Cosy cats and an Egyptian deity of the underworld – creating the Brompton Cemetery animal app.

Cemeteries are often great places to find wildlife. If you’re lucky you might see a bright little robin or blue tit flitting amongst the memorials as well as foxes, cats  and the odd dog out for a walk with his owner. The beginning of summer also heralds the arrival of insects such as butterflies and grasshoppers.
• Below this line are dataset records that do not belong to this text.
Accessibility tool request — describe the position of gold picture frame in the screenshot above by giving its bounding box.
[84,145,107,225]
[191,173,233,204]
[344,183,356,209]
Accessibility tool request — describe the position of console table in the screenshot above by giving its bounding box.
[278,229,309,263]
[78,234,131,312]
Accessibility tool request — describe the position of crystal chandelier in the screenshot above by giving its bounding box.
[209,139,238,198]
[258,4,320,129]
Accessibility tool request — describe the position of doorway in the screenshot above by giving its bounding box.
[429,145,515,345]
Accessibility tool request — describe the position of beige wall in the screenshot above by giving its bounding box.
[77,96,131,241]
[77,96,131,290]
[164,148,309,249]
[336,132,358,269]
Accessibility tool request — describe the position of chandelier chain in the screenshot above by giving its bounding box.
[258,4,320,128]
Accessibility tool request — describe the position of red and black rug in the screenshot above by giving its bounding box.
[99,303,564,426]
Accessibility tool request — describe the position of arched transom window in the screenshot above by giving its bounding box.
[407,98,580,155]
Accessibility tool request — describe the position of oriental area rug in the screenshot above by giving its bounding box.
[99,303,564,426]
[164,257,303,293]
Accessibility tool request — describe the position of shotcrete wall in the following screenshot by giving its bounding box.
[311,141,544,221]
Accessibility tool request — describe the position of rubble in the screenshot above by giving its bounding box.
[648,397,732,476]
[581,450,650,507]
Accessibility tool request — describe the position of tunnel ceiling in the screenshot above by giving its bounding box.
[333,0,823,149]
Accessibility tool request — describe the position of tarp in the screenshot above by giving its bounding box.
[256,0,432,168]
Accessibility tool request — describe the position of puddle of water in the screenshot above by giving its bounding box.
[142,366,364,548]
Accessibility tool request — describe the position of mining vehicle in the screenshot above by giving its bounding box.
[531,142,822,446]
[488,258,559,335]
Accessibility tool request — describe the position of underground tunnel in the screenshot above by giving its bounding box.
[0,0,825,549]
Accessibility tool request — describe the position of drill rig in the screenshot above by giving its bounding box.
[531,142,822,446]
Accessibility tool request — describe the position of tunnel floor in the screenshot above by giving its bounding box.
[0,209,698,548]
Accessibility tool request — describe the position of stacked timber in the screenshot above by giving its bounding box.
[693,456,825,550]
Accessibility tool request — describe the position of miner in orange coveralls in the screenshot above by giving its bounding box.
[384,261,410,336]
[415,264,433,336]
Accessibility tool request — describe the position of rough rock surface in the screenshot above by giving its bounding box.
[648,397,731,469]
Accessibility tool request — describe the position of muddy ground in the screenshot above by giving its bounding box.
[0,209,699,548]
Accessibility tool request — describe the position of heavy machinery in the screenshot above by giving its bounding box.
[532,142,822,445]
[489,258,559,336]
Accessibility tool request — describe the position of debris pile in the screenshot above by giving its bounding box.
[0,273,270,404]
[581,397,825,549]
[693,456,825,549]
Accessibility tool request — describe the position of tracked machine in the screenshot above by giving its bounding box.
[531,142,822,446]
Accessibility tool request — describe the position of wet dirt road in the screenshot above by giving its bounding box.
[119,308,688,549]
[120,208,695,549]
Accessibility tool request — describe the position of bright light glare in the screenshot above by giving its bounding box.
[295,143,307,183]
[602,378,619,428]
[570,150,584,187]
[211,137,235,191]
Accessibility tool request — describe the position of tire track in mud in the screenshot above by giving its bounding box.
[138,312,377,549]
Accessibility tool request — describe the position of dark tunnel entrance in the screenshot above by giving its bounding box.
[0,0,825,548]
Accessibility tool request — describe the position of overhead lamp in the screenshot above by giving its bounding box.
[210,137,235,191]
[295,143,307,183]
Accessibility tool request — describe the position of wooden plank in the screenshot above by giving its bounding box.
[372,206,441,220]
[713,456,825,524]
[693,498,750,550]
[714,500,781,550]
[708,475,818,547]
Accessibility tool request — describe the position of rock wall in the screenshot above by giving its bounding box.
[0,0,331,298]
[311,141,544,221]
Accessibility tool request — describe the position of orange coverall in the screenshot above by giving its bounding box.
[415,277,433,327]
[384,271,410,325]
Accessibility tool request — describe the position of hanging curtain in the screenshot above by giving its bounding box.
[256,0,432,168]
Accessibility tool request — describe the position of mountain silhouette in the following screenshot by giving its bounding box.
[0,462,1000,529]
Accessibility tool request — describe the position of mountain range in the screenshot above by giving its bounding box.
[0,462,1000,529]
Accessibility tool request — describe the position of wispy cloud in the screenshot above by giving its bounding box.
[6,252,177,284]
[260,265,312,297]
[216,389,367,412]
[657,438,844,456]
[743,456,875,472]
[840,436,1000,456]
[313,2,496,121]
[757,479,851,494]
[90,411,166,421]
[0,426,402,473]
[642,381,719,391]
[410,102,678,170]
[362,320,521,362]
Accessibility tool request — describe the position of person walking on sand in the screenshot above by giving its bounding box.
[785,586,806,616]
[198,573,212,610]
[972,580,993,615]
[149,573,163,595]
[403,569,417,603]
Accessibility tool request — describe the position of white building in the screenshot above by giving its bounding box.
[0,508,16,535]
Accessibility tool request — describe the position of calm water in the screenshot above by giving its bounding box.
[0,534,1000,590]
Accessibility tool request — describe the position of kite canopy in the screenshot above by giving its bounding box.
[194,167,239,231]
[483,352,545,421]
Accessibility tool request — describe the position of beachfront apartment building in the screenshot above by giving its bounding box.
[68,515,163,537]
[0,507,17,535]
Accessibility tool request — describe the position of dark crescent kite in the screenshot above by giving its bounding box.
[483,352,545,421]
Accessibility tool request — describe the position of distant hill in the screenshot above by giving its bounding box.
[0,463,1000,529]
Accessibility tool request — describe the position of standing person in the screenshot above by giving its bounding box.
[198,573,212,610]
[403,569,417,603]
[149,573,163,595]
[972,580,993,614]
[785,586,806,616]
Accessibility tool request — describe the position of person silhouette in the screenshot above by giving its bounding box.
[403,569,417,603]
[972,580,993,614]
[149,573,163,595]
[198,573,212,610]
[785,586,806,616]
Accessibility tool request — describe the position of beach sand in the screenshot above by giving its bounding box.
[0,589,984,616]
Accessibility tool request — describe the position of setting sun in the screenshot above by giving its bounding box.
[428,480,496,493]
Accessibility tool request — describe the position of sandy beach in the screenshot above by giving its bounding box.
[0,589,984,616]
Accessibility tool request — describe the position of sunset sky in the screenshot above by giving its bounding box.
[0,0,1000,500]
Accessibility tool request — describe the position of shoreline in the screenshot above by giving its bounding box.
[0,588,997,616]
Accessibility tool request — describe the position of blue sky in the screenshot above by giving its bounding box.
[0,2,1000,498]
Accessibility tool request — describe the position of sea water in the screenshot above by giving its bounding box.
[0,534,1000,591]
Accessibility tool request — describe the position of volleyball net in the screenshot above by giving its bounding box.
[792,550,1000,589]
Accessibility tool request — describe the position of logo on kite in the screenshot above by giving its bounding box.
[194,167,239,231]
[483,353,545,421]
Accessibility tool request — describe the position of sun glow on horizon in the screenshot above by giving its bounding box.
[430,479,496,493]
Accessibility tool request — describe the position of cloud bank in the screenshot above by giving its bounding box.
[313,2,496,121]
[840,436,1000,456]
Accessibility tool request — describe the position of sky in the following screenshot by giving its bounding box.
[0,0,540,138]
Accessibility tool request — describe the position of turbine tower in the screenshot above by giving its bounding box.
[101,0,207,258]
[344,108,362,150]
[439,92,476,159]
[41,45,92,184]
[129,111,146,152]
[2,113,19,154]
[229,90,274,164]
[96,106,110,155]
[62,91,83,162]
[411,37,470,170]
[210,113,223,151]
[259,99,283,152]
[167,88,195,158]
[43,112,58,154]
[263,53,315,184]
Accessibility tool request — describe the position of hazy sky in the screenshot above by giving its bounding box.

But app designer, Simon Edwards and I, were exploring Brompton Cemetery to find animals of the stone or granite variety either carved or perched onto tombstones.  Simon, a GP by trade, had the same enthusiasm as me and we began near the chapel.

 

The weather couldn’t have been better and my way down to meet Simon I saw a Great Spotted Woodpecker land on a memorial and then take off again before I could get my camera out.   I had a few suggestions as to where we might find some interesting examples and Simon already had some on his phone and so we began.  We also included insects and birds. However once you start looking for carved wildlife it suddenly catches your eye whereas you might not have noticed it before.   The afternoon became a treasure hunt as we found cats, a polar bear, a butterfly and a carving of an Egyptian deity amongst others. If you want to find out how many we found you will have to try the app at: https://ticl.me/West-Brompton/headlines/13317/view

 

However the most popular animal motif was undoubtedly the dove.  They were everywhere – both in 2D and 3D versions whether portrayed flying downwards or perched on a cross until eventually we decided that we were both ‘doved-out’.  Undoubtedly the best ones were the one on Susannah Smellie’s memorial near the chapel and the one on the headstone dedicated to a 6 month old baby near Hannah Courtoy’s  imposing mausoleum.

The app is intended to give you a pleasant way of spending an afternoon exploring the cemetery and finding the graves on which they are and perhaps wondering more about the people who chose them.  Don’t forget to let Simon or me know if you find any that we’ve missed!